Load documents from a specific space created at or after a given timestamp.
Load pages from a specific space as documents.
Creates a new Confluence client.
Stream documents from a specific space in batches of 4.
Functions
@spec get_page(ConfluenceLoader.Client.t(), String.t() | integer(), map()) :: {:ok, map()} | {:error, term()}
Get a specific page by ID.
Parameters
- client: The Confluence client
- page_id: The ID of the page
- params: Optional parameters
@spec get_pages(ConfluenceLoader.Client.t(), map()) :: {:ok, map()} | {:error, term()}
Get all pages with optional filtering.
Parameters
- client: The Confluence client
- params: Optional filtering parameters
@spec get_pages_for_label(ConfluenceLoader.Client.t(), String.t() | integer(), map()) :: {:ok, map()} | {:error, term()}
Get pages for a specific label.
Parameters
- client: The Confluence client
- label_id: The ID of the label
- params: Optional filtering parameters
@spec get_pages_in_space(ConfluenceLoader.Client.t(), String.t() | integer(), map()) :: {:ok, map()} | {:error, term()}
Get pages in a specific space.
Parameters
- client: The Confluence client
- space_key: The key of the space (e.g., "PROJ", "TEAM")
- params: Optional filtering parameters
@spec load_documents(ConfluenceLoader.Client.t(), map()) :: {:ok, [ConfluenceLoader.Document.t()]} | {:error, term()}
Load all pages from Confluence as documents.
Parameters
- client: The Confluence client
- params: Optional filtering parameters
:status
- List of page statuses to filter by.

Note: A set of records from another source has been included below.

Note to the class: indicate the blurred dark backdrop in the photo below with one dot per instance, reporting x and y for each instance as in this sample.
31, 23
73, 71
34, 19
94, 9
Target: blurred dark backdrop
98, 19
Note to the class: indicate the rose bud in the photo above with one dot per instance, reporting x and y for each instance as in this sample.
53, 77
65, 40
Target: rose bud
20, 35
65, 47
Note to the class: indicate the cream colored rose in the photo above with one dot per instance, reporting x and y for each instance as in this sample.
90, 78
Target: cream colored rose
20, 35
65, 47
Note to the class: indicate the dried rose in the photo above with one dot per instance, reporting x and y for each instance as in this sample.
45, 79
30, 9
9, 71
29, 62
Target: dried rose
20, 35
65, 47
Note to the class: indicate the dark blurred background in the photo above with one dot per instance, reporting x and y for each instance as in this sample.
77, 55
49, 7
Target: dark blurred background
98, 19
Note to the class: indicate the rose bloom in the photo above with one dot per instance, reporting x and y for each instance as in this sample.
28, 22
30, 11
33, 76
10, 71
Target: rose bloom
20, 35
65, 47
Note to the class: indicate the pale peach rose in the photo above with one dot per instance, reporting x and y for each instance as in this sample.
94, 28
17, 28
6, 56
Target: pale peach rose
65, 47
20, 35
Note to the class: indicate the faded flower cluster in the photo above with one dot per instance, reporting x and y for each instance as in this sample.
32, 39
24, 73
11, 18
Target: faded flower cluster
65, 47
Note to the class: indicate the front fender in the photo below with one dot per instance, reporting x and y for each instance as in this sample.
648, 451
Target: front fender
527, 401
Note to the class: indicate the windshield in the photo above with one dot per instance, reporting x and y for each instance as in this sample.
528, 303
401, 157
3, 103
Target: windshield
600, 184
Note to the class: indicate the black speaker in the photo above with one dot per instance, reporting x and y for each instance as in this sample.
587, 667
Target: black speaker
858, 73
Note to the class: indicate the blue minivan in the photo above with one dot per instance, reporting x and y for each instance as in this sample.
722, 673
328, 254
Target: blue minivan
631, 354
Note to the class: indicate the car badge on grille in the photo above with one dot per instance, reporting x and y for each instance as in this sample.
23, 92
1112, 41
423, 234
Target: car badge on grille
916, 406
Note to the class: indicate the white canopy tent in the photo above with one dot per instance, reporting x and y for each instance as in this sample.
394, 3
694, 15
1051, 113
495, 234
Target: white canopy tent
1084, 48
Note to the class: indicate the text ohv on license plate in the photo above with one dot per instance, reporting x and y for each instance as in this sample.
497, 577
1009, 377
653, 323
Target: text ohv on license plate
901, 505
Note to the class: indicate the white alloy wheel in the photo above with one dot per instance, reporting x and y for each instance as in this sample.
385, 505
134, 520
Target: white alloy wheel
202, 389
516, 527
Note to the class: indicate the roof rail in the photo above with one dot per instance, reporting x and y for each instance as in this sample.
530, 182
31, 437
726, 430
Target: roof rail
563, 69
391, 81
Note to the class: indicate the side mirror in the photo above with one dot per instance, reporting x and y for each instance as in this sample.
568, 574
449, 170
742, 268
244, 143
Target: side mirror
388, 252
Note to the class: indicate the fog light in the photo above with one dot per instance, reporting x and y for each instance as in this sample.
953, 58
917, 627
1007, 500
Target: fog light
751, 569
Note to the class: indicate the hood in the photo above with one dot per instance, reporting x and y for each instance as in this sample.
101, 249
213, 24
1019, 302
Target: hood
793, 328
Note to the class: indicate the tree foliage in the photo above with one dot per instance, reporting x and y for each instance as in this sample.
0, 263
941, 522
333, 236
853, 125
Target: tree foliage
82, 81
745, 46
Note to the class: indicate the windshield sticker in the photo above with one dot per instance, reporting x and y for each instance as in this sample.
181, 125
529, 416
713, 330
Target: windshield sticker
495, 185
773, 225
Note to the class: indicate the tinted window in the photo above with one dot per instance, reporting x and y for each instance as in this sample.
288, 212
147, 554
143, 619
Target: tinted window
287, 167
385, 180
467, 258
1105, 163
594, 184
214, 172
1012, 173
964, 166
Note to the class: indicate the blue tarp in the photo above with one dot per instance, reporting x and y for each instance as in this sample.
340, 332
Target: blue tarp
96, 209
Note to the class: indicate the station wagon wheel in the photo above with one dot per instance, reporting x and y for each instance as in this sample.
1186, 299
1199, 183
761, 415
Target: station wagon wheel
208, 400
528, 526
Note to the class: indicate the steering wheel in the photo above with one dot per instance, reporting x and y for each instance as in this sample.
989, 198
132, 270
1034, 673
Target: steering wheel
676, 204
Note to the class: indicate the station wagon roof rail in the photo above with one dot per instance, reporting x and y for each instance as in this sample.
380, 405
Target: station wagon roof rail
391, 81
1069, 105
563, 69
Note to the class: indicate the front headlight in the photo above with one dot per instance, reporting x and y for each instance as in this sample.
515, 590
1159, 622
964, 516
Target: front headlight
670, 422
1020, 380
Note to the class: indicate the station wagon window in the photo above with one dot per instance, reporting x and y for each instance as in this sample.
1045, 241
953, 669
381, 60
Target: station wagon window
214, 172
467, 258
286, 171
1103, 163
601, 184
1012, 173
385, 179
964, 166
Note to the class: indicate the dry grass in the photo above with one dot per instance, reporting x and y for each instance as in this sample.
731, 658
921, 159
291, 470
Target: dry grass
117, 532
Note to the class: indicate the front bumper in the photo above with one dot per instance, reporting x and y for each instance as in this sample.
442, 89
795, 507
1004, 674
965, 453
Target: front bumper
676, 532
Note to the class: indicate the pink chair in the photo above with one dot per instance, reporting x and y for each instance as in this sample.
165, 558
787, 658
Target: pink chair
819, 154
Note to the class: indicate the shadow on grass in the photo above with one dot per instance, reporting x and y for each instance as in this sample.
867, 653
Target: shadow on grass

Default:["current"]
Valid values:["current", "archived", "deleted", "trashed"]
:space_id
- List of space IDs to filter by:limit
- Maximum number of documents to return:body_format
- Format for page body (default: "storage")
Examples
# Load current pages only (default)
{:ok, documents} = ConfluenceLoader.load_documents(client)
# Load archived pages only
{:ok, documents} = ConfluenceLoader.load_documents(client, %{status: ["archived"]})
# Load current and deleted pages
{:ok, documents} = ConfluenceLoader.load_documents(client, %{status: ["current", "deleted"]})
@spec load_documents_since( ConfluenceLoader.Client.t(), String.t() | integer(), DateTime.t() | String.t(), map() ) :: {:ok, [ConfluenceLoader.Document.t()]} | {:error, term()}
Load documents from a specific space created at or after a given timestamp.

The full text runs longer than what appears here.